Have they considered at all the power of surrounding strong countries and the dynamics among them? Who should stop the outrageous actions of those who used to be civil activists outside the National Assembly but stage sit-in demonstrations in the Assembly once they put the golden badge on?
Kim Sun-il’s body was found by the U. S. forces and carried to an airplane of our nationality by a U.S. military aircraft via the U.S. military airport. Mr. Kim worked for a U.S. military supplier but criticized the United States when confronted with death. But to save him, our government turned to the United States first of all.
Although about 40,000 American youths lost their lives in the Korean War, our distorted reality is that half of the new students at the military academy believe that South Korea invaded the North in the war. Therefore, Seoul is no longer an object of consideration to Pyeongyang. Pyeongyang is confident that what is left is only to attack Washington. Considering how our society is going, I would draw up such a national strategy if I were in its place.
Interestingly, Chinese people do not easily cut in when we criticize the United States. This is not because they believe Korea will eventually leave the United States to side with them but because they know the reality well that the United States is the country they keenly need.

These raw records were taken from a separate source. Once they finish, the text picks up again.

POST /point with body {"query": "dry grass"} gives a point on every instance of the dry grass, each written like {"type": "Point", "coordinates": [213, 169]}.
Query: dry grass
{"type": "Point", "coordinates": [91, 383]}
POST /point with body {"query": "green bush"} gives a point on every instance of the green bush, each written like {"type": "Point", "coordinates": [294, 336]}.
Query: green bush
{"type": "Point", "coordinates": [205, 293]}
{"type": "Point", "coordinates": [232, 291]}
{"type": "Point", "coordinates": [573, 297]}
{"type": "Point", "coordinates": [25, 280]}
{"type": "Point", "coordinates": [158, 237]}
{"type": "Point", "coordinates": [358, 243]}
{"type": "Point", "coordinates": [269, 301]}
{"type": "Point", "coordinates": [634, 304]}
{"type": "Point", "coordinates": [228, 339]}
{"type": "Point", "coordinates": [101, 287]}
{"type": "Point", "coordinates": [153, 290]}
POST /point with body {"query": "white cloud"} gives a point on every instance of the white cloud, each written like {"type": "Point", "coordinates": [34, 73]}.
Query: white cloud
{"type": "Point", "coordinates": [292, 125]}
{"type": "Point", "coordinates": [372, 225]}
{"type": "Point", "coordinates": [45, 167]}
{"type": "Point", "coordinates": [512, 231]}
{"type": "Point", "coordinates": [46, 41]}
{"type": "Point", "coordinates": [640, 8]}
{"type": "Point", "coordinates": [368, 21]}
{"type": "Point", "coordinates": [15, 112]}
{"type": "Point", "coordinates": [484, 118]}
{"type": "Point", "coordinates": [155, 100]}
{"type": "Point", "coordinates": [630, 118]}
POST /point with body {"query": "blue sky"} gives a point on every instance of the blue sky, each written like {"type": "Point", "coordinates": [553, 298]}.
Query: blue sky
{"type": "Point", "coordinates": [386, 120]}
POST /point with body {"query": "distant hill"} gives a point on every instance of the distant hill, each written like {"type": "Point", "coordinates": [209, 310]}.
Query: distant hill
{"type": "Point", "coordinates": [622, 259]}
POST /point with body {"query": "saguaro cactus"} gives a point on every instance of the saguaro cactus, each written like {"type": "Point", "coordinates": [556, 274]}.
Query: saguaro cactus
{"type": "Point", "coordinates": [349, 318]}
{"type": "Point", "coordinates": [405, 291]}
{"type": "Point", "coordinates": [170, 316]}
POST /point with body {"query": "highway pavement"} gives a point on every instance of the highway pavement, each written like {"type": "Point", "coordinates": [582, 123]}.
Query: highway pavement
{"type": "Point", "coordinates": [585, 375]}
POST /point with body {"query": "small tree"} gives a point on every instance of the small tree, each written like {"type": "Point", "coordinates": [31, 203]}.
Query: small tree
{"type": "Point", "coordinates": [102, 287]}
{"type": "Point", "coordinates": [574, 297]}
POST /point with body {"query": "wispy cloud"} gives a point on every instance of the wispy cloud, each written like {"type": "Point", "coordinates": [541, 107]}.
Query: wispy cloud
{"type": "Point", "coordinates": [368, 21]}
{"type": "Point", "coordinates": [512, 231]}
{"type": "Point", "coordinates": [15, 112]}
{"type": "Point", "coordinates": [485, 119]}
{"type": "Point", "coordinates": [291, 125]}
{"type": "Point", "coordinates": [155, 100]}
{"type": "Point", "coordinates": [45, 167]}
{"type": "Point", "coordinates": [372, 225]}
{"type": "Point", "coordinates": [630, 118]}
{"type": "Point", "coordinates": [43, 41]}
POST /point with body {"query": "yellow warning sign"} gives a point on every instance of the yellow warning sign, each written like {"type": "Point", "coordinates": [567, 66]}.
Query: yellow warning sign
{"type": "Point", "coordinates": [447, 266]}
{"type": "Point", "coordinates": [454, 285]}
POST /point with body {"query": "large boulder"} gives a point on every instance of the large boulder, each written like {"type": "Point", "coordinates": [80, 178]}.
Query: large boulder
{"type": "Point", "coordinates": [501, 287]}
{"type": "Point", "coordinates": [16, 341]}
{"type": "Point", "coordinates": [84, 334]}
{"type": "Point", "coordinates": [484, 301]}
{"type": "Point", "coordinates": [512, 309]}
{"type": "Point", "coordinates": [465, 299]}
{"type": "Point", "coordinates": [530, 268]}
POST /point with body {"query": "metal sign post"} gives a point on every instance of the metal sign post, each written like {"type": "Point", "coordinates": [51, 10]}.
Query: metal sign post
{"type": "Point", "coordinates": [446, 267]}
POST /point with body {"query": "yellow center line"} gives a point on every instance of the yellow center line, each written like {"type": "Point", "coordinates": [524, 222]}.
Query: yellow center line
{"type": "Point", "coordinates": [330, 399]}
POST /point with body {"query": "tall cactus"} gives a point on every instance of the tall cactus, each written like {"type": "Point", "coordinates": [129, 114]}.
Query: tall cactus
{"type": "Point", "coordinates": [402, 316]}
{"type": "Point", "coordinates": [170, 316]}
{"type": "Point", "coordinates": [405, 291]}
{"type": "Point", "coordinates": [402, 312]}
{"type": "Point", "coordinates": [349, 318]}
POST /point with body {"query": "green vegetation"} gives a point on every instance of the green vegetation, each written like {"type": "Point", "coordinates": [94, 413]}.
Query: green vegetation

It is really disgusting to see our people saying in front of the Chinese that Koreans’ hearts are leaving the United States. Those people who do not know where they are and whether they have the ability to overcome challenges in sight, who are slow to grasp the situation, are bound to be ignored anywhere. Now let’s stop blaming others and calmly understand ourselves first.

* The writer is an editorial writer of the JoongAng Ilbo and director of JoongAng Ilbo Research Institute for Unification Culture.